Despite the criticism, Gupta notes many workers are enthusiastic about the goals of being able to unionize and a $15 an hour wage, while being wary of what they see as questionable tactics pushed by SEIU’s leadership.

One of Gupta’s sources, who is part of the movement in Chicago, expressed concern about some of the tactics but credited SEIU for “pushing people out into the struggle.”

“It’s very easy to be critical of an organization like SEIU for its behind-closed-doors activities and top-down organizing,” the source told Gupta. “This is an instance when the labor bureaucracy is encouraging people to demonstrate, to go on strike, to take action in the workplace. And I’m excited about that.”

Restaurant Workers Join Struggle

Another sector of low-paid labor getting organized is restaurant workers, who are not only paid minimum wage but also suffer rampant wage theft.

Billions of dollars are withheld from low-wage workers via wage theft, an epidemic that is especially problematic in the restaurant industry. In Los Angeles County, employers steal a whopping $26 million a week from workers. Los Angeles has been deemed the “wage theft capital” by activists.

Erik Padilla, a Los Angeles server who worked at several L.A. restaurants and bars, said he never knew how much he’d be paid week to week.

“I would get paid biweekly. So in two weeks’ time I’d work 120 hours, and my check would come out to a certain amount. Another pay period, I worked the same amount of hours but my check came out to a different amount,” he said.

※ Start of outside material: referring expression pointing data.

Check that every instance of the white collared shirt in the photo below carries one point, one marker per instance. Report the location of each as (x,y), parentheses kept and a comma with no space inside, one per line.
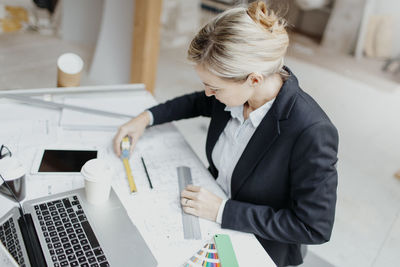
(231,144)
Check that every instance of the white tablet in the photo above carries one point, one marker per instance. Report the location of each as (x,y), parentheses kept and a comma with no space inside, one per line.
(58,160)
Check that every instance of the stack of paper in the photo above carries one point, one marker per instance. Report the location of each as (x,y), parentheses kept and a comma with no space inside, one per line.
(77,120)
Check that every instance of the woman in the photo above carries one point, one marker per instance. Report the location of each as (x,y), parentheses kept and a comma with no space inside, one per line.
(270,146)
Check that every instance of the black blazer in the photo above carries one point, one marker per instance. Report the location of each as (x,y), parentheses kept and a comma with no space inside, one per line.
(284,184)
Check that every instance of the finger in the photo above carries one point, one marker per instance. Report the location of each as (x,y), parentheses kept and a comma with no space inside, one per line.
(185,202)
(117,142)
(193,188)
(133,143)
(189,195)
(190,210)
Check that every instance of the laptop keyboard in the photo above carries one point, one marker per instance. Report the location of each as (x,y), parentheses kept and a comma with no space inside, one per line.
(9,238)
(69,237)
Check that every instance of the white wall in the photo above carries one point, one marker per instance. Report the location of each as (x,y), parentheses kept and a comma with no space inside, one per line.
(392,8)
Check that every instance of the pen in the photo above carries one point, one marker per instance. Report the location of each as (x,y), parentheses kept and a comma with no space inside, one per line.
(147,174)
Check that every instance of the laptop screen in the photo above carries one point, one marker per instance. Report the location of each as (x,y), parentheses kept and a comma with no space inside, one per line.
(65,160)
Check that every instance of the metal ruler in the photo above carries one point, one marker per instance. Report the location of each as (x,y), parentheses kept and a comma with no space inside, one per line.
(191,225)
(56,105)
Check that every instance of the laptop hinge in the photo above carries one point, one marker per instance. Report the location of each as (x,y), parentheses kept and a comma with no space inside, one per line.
(31,241)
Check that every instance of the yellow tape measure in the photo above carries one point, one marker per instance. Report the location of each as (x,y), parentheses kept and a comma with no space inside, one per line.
(125,145)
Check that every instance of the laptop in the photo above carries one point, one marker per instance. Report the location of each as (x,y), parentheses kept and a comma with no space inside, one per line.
(65,230)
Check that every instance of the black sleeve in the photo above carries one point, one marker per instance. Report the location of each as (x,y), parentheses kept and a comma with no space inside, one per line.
(183,107)
(313,175)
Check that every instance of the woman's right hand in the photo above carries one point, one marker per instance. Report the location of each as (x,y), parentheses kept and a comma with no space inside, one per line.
(134,129)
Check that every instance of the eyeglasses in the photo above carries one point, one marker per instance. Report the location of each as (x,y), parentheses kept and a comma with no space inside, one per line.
(4,152)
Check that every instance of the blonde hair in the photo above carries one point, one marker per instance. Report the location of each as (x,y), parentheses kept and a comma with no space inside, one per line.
(241,41)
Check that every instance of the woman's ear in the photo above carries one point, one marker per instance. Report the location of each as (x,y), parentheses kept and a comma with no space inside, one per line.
(254,79)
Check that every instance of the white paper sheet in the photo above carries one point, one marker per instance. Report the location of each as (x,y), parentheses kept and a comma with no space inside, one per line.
(132,105)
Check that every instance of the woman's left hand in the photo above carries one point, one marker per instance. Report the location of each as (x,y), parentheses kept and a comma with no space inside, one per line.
(198,201)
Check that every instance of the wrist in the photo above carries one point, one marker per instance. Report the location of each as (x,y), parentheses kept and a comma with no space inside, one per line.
(145,118)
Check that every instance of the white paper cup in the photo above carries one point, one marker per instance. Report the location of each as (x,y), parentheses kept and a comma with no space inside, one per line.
(13,172)
(69,68)
(97,174)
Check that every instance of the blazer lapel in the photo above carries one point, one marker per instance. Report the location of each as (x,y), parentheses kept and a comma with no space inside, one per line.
(217,125)
(266,134)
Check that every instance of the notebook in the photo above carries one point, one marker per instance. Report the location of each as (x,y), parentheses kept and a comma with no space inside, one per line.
(65,230)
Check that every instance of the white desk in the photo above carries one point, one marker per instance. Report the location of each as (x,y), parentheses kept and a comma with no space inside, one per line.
(155,212)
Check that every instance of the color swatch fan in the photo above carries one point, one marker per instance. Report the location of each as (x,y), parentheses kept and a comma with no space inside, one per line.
(207,256)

Padilla tried talking to the owner, but “he would always try to avoid settling the issue. I never got my money, but he would do it to everybody. I thought maybe it was a mistake that someone else made.”

Because Padilla needed the job, he stayed on and continued having his wages stolen until he was able to leave. But he found it kept happening no matter where he worked. A bar he worked at paid him less than minimum wage but got away with it by keeping it under the table.

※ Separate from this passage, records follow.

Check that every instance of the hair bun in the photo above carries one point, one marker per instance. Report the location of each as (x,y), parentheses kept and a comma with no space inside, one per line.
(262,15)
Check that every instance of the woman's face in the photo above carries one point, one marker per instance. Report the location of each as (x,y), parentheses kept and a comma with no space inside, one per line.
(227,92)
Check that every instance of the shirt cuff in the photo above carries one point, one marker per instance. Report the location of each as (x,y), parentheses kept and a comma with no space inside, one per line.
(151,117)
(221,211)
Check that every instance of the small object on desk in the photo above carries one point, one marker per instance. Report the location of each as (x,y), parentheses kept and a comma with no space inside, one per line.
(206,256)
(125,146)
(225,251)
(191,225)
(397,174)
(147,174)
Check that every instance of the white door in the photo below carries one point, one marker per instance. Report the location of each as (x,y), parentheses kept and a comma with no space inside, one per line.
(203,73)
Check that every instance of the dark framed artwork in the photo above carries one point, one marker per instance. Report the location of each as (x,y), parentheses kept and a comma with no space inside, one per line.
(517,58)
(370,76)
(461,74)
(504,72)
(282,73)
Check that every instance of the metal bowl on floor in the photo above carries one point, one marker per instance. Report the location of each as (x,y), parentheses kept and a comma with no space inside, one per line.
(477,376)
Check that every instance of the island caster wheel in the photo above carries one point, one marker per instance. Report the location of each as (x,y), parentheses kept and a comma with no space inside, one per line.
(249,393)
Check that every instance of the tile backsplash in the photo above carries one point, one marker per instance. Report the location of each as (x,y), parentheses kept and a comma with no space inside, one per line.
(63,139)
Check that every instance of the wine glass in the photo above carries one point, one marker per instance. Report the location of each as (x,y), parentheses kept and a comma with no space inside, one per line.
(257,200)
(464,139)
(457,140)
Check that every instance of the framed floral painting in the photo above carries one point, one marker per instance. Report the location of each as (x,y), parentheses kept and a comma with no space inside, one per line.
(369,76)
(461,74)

“Another excuse was, ‘We didn’t make as much money this month, so we have to cut your check.’ The corporate places, it was more like, ‘If you have a problem with your pay stub, you have to call the corporate office.’ But it was not very helpful (to do so),” he said.

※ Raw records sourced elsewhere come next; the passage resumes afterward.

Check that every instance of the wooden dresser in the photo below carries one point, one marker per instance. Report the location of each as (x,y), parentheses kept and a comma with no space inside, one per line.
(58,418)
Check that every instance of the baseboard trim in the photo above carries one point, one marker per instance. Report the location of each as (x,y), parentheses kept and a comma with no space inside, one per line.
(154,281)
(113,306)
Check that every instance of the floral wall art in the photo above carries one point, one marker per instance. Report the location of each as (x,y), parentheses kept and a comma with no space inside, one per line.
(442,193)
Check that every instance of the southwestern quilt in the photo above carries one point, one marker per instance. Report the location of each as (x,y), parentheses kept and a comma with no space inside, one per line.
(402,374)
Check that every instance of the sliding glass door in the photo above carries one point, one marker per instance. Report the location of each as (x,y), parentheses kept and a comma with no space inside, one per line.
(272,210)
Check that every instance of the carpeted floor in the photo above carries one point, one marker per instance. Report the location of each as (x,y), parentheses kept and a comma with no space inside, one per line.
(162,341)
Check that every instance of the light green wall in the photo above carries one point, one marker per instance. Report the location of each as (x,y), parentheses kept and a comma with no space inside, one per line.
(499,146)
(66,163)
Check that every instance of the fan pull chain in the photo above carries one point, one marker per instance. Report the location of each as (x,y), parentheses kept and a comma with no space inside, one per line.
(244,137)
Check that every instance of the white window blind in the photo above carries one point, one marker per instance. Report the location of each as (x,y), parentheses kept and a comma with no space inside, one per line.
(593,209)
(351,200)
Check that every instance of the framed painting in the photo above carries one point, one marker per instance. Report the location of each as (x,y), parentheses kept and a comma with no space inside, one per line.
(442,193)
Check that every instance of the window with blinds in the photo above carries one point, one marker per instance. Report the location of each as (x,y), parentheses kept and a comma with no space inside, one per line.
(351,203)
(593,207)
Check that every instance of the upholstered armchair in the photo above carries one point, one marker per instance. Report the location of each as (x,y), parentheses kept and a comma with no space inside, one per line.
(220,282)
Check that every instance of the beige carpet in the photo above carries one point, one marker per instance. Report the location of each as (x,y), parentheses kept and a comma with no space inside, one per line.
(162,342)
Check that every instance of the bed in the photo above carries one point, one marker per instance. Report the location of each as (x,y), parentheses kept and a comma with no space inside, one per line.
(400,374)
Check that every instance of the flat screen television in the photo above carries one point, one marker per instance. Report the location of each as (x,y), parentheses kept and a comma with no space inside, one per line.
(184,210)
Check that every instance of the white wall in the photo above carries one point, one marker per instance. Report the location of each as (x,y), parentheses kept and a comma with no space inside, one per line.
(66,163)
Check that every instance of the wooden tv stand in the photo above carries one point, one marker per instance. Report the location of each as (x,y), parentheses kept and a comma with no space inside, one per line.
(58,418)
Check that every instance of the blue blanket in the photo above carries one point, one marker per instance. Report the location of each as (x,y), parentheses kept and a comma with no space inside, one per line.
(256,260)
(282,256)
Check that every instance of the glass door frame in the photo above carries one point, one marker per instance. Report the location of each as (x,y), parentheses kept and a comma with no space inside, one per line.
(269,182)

Workers seeking recourse can file their grievances with the state’s labor commission. But according to research by the National Employment Law Project, only 17 percent of workers are able to recoup stolen wages even if they win their cases.

Thanks to lobbying by the National Restaurant Association, the federal minimum wage for tipped workers has been frozen for more than 20 years at $2.13, but “the median wage even with tips is under $9 an hour,” Restaurant Opportunities Center (ROC) co-founder Saru Jayaraman told Al Jazeera’s Faultlines. At the state level, minimum wage for tipped workers varies.

“Basically, this industry is saying, ‘We don’t have to pay these workers at all. They should work for us, but we don’t have to pay them at all. You should pay them, as customers,” Jayaraman told Faultlines.

But workers in all sectors are coming together, despite intimidation and retaliation, to challenge inequality and exploitation.

Padilla now works with ROC’s Los Angeles branch to organize his colleagues.

“The most important thing is for people to stand together and fight for a cause,” Padilla said. “It can definitely happen. Something’s got to give.”